23 Novembre 2017

La tua azienda ha un portafoglio crediti concentrato su clienti di grandi dimensioni e con tempi di pagamento mediamente superiori a 180 giorni? Ecco come puoi procedere.

In azienda per assicurare un corretto equilibrio dei flussi di cassa è fondamentale, a prescindere dalla sua dimensione o settore di operatività, prestare massima attenzione al bilanciamento tra le proprie esigenze finanziarie, intese principalmente come necessità di gestire l’outflow sui fornitori, e il comportamento in termini di “abitudini di pagamento” del portafoglio clienti.

Tuttavia, sulla base di quanto osservato negli ultimi anni, raggiungere tale equilibrio molto spesso risulta difficoltoso, in particolar modo per le aziende che lavorano in determinati settori, come ad esempio quelli del commercio o delle costruzioni, propensi ad utilizzare la differenza tra giorni di incasso e pagamento come leva prioritaria a supporto della gestione della liquidità aziendale. Il risultato è che sempre più spesso molte aziende sono costrette a fronteggiare tempi di pagamento molto estesi, con picchi che superano i 180 giorni, a fronte di fornitori che richiedono una riduzione delle tempistiche a favore di un saldo in tempi più brevi.
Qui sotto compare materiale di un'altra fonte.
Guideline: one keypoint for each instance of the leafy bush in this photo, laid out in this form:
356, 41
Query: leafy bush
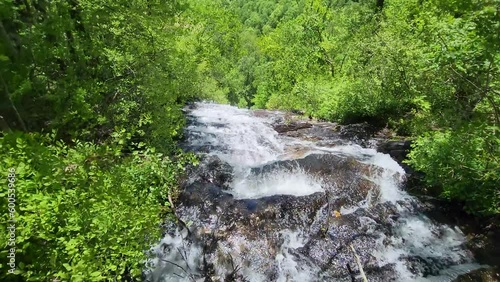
465, 163
83, 212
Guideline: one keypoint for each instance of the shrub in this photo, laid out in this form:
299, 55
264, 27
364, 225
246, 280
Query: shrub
83, 212
465, 163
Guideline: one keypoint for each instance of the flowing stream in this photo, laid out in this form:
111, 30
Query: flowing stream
268, 207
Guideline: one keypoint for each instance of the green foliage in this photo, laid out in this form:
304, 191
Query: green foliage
419, 67
83, 212
465, 163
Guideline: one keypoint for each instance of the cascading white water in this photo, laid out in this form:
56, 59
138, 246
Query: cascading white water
245, 141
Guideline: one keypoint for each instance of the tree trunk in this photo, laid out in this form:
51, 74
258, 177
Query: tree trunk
9, 110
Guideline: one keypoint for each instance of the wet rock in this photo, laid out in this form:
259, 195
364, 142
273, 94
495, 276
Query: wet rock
213, 170
398, 150
293, 126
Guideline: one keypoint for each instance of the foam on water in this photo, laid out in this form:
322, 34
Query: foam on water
280, 182
246, 141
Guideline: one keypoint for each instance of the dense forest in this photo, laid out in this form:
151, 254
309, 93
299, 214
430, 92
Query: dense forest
92, 95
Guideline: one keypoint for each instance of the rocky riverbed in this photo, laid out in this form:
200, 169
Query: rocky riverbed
279, 198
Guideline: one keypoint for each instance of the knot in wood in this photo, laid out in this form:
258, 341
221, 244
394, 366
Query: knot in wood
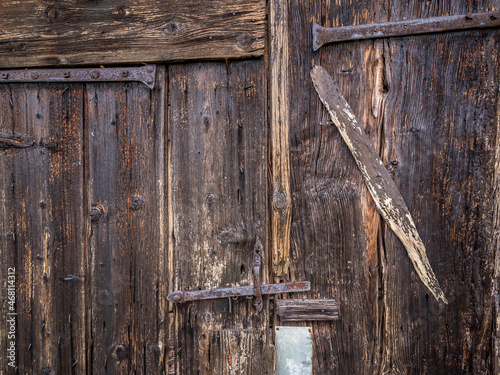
96, 213
119, 352
136, 203
244, 41
171, 28
279, 201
Per normalizzare questi flussi ed evitare di essere troppo scoperti, le piccole e medie imprese devono prepararsi con anticipo, gestendo, grazie anche a leve finanziarie specifiche, gli outflow aziendali. Per esempio, nel caso in cui all’interno del proprio portafoglio clienti si riscontrino Aziende di grandi dimensioni e standing, magari sui quali si concentra un’alta fetta del fatturato, è possibile, per gestire con anticipo e controllare al meglio i flussi di cassa, ricorrere al factoring per normalizzare la liquidità aziendale a fronte di possibili dilazioni di pagamento difficilmente gestibili in situazioni normali.

L’obbiettivo sottostante è la gestione proattiva, quindi anticipata e consapevole anche in vista dei periodi di rendicontazione e chiusura di bilancio, della “differenza tra giorni di incasso da parte dei clienti e giorni di pagamento ai propri fornitori” in modo da presidiare un indicatore di bilancio fondamentale per determinare la salute e la capacità gestionale di un’azienda.

Proprio in questo periodo quindi, in vista della chiusura dell’anno e della preparazione dei bilanci 2017, il ricorso a servizi finanziari per una migliore gestione dei crediti commerciali, permette di rivedere la parte di incidenza dei crediti verso la clientela a beneficio di una evidente liquidità aziendale.